退去時の原状回復と費用負担について

Poste date: 2018年12月14日

家を借りる時の賃貸借契約では、退去時の原状回復について定められており、殆どの契約で『借主は物件を原状に復して明け渡すものとする。』と記載されております。 この原状回復の費用における貸主と借主の負担額について、トラブルが発生することがあります。国土交通省は、こうしたトラブルの未然防止のため、原状回復の費用負担のあり方についてガイドラインを出しており、一般的にはこのガイドラインを基準に原状回復費用の精算が行われています。

賃貸借期間中に、入居者が物件に傷や汚れを付けたり、故意・過失で壊してしまったりすることはよくあることです。但し、日本の法律では、借主には善良なる管理者の注意義務があるとされており、借りている物件は常識をもって注意しながら使うと定められております。

ここでは、どのようなケースがどちらの負担になるのか、例を挙げて説明致します。

 



原状回復とは

ガイドラインでは、「賃借人の居住、使用により生じた建物の劣化又は損耗等のうち、賃借人の故意・過失、善管注意義務違反、その他通常の使用を超えるような使用による損耗・毀損を復旧すること」とし、その費用は借主の負担と定義しています。
たとえば、

・ タバコによる壁や天井のヤニ汚れ
・ 飲みこぼしなどによるカーペットや床の染み
・ 引っ越し作業中などで生じた引っかき傷
・ 掃除を怠ったことによるカビや台所の油汚れなど
・ 下地ボードの張り替えが必要な程度のくぎやネジ穴
・ 結露を放置したことによるカビやシミ
・ ペットにより柱等にキズが生じ、または臭いが付着している場合
  (ペット可の賃貸物件の多くは、入居時の条件として敷金1か月積み増し、かつ、積み増した1か月分は退去時に償却されるとした条件で契約が結ばれることが多い。
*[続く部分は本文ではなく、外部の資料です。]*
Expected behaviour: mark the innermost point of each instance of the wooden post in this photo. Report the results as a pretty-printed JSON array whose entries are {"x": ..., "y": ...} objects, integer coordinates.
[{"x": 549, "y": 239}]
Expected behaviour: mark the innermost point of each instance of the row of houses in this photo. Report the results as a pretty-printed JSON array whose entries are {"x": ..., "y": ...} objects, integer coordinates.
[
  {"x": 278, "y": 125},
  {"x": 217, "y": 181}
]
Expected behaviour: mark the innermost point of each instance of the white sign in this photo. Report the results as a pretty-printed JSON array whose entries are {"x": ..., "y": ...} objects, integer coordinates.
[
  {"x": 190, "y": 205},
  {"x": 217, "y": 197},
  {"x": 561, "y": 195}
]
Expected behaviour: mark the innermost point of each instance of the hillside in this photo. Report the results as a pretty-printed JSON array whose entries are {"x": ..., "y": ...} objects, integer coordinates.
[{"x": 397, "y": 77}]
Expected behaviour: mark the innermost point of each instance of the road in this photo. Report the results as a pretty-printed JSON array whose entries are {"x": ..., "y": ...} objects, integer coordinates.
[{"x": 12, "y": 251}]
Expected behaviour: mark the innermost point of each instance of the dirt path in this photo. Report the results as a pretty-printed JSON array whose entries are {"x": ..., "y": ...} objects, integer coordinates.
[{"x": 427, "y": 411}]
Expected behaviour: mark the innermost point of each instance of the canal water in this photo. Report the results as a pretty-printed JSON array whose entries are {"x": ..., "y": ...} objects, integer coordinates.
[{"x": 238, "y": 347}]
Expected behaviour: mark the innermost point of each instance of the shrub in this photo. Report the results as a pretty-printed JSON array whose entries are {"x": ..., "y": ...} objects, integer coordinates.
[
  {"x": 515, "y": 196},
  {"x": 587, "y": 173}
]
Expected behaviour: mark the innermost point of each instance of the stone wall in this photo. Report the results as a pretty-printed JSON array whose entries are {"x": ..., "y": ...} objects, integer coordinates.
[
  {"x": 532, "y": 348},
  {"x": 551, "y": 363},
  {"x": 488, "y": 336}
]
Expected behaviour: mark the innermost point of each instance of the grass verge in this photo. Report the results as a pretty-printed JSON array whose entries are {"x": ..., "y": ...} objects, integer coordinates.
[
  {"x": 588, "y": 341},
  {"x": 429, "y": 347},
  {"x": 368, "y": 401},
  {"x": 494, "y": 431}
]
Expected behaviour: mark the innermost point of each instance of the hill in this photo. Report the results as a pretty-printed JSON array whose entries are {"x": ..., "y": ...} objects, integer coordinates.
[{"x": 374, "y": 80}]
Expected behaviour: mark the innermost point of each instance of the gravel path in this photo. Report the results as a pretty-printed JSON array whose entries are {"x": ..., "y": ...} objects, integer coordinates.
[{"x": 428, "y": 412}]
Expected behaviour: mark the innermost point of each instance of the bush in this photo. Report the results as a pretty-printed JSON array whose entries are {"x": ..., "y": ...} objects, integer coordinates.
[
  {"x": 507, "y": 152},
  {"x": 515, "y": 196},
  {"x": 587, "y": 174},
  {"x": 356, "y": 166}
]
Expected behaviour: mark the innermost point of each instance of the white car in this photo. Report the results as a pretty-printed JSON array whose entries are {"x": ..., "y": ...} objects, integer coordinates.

)

  


但し、経年変化、通常の使用による損耗等の修繕費用は、賃料に含まれるものとしています。
たとえば、

・ 日照などで生じた床や壁紙の黄ばみ・変色
・ 壁に張ったポスター等による変色
・ 家具を置いたことによる床の凹みや設置跡
・ テレビや冷蔵庫を置いたことによる壁紙の黒ずみ(電気焼け)

このように、日常生活において避けられない物件の傷や汚損、自然の経年劣化などは、貸主の負担となります。



居住年数の考慮


ガイドラインでは、賃借人の故意又は過失によって建物を毀損して賃借人が修繕費を負担しなければならない場合であっても、居住年数が多いほど負担割合を減少させる(「物の価値は年数の経過によって減少していく」)という考え方を採用しています。例えばクロスやカーペットなど、借主が負担すべき張替え費用も下がっていく(新品時を100%として、毎年約16%の割合で減っていく)ことになります。



退去時の清掃費用についての特約


専門的な業者によるハウスクリーニング費用に関して、ガイドラインでは貸主の負担であるべきという考え方ですが、現状では、賃貸借契約において、あらかじめハウスクリーニング費用を退去時に敷金から引く旨を明記しているケースが一般的です。

一般的な清掃費用: 1㎡あたり1,000円~1,200円及び消費税

 

 

退去時の現況確認、敷金精算の流れ


一般的に、入居時には、不動産業者立会いで現況確認書に既存の傷や汚れを記入し、貸主・借主がサインをします。
退去時には、借主・貸主・不動産会社立会いで、入居時の現況確認書を元に、入居後に発生した傷や汚れを確認します。
その後、貸主指定のリフォーム業者が、原状回復に必要な工事の見積もりを出して、その見積もりを元に、上述の要件が考慮され、貸主負担額、借主負担額が決定されます。
双方が負担額について合意すれば、敷金から原状回復費用と清掃費が差し引きかれ、残額が返金されます。

 

トラブルを未然に防ぐために


入退去時における損耗等の有無など物件の状況をよく確認しておくことや、契約締結時において、原状回復などの契約条件を当事者双方がよく確認し、納得したうえで契約を締結するなどの対策を的確にとることが大切です。